Hayran olduğum bir başka fırlatma sporu ise çekiç atma sporudur. Bu sporda sporcu, yine 7.25 kilogramlık top şeklinde bir ağırlığı, bir halatla kulpa bağlı olarak, yaklaşık 2.13 metre çapında bir alandan dönerek fırlatılmak suretiyle yarışır. Sporcu verilen alan içinde müthiş bir dönüş yaparak elindeki halatlı çekici fırlatarak elinden çıkarır. Çekiç, aynı diskte olduğu gibi havada süzülerek göğe doğru ilerler, daha sonra süzülerek yerle buluşur. Diskte yaklaşık 73 metreye fırlatılmasının yanında, çekicin gittiği mesafe yaklaşık 83 metredir. Bu fırlatmaları seyrederken aklıma, tarihin derinliklerinde bu yarışmalar nasıl yapılırdı diye, antik kentleri gezerken hayal gücümü kullandığım hep olurdu.

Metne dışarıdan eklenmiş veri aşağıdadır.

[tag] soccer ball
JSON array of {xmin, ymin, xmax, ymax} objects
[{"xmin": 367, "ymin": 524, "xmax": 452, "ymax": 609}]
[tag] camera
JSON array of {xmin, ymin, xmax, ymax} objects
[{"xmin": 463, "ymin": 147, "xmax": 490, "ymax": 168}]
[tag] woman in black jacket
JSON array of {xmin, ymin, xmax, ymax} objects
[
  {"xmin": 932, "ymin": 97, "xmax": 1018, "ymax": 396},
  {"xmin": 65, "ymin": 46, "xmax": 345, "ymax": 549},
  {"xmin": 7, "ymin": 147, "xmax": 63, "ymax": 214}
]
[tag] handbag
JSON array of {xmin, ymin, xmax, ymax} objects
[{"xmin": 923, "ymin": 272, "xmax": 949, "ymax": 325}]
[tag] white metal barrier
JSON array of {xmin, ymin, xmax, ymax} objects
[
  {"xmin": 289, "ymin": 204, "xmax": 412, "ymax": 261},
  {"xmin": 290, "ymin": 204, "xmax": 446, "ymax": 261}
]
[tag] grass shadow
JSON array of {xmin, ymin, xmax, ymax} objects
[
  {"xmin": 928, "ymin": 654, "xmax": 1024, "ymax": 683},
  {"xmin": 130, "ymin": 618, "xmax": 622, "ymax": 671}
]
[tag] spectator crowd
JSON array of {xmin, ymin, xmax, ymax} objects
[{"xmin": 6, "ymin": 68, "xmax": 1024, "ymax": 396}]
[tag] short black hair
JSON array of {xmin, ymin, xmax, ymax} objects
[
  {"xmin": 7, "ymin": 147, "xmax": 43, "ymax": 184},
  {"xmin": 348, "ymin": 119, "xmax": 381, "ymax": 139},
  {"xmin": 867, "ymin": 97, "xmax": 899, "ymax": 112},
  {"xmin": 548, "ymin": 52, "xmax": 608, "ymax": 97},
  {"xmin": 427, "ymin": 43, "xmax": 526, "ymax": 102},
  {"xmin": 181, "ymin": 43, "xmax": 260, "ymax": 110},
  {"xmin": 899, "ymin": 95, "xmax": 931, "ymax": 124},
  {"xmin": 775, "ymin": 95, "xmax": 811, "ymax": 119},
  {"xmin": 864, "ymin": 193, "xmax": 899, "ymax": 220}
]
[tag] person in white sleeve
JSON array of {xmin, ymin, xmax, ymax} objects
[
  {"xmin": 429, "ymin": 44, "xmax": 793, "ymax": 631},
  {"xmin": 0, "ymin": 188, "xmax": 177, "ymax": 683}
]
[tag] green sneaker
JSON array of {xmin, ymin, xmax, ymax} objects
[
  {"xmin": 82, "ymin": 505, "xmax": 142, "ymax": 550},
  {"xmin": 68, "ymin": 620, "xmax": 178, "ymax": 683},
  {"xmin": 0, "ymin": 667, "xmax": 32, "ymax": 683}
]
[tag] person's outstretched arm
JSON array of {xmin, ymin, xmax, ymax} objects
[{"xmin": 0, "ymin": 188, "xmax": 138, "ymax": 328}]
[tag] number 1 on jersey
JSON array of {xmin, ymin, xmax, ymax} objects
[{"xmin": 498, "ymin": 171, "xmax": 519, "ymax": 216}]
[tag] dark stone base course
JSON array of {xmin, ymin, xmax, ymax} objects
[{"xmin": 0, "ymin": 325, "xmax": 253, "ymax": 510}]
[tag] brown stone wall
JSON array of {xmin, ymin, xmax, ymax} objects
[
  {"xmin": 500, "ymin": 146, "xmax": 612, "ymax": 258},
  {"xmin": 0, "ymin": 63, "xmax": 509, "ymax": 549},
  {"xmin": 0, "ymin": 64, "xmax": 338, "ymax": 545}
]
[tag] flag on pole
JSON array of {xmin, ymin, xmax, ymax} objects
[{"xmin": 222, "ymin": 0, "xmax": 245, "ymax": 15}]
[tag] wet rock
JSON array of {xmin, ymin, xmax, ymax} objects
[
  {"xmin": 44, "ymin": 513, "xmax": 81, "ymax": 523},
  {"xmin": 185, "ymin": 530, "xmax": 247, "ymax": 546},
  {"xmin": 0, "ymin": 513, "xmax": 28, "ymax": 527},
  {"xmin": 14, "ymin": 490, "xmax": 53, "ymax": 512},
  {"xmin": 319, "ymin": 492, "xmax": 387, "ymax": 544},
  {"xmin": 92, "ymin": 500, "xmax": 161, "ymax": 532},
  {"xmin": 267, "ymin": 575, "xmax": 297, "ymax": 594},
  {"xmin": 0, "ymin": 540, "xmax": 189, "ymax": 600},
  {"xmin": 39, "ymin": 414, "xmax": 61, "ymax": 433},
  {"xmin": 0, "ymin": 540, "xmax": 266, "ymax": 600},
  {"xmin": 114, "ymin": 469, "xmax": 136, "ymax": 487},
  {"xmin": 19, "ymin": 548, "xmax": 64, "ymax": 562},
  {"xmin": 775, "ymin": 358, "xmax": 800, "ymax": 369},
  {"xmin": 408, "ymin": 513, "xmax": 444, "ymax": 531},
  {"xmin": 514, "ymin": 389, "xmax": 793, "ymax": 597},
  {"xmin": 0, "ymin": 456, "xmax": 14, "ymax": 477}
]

Geçen akşam gün batarken Marmaris’te hastaneye gitmeye çalıştık. Kavşakta yüzlerce polis yolları kesmişti. Geçit vermediler. Önemli birinin geleceğini, bu nedenle yolları kestiklerini ifade ettiler. Biz de aracı kenara çekip bekledik. Önde birkaç polis motosikleti, arkasında bir otobüs, otobüsün üzerinde birkaç silahlı asker göründü. Otobüsün üstündeki askerlerin elleri silahlarında ve tetikteydiler. Otobüsün arkasında çakarları yanan onlarca araç konvoyu yolları doldurdu. Kavşağın bir kenarında duran otobüsü, birkaç hafta evvel Rize’de, sel sonrası da görmüştük. Tıpkı RİZE’de olduğu gibi, otobüsün üstüne çıkan yönetimin başındaki Cumhur, halka kısa bir konuşma sonrası, ormanlar bir tarafta yanarken, etrafta toplanan insanların başlarına paketlenmiş çay fırlatmasını, hayret ve nefret içinde seyrettim. Aklıma hep olimpiyatlarda fırlatılan DİSC, ÇEKİÇ ve GÜLLE gelir böyle zamanlarda. Ancak Olimpiyatlarda düzenlenen fırlatmalar, en iyi ve en mükemmel olma yarışı adına yapılır diye bir sözüm geldi söyledim, hem nalına hem mıhına.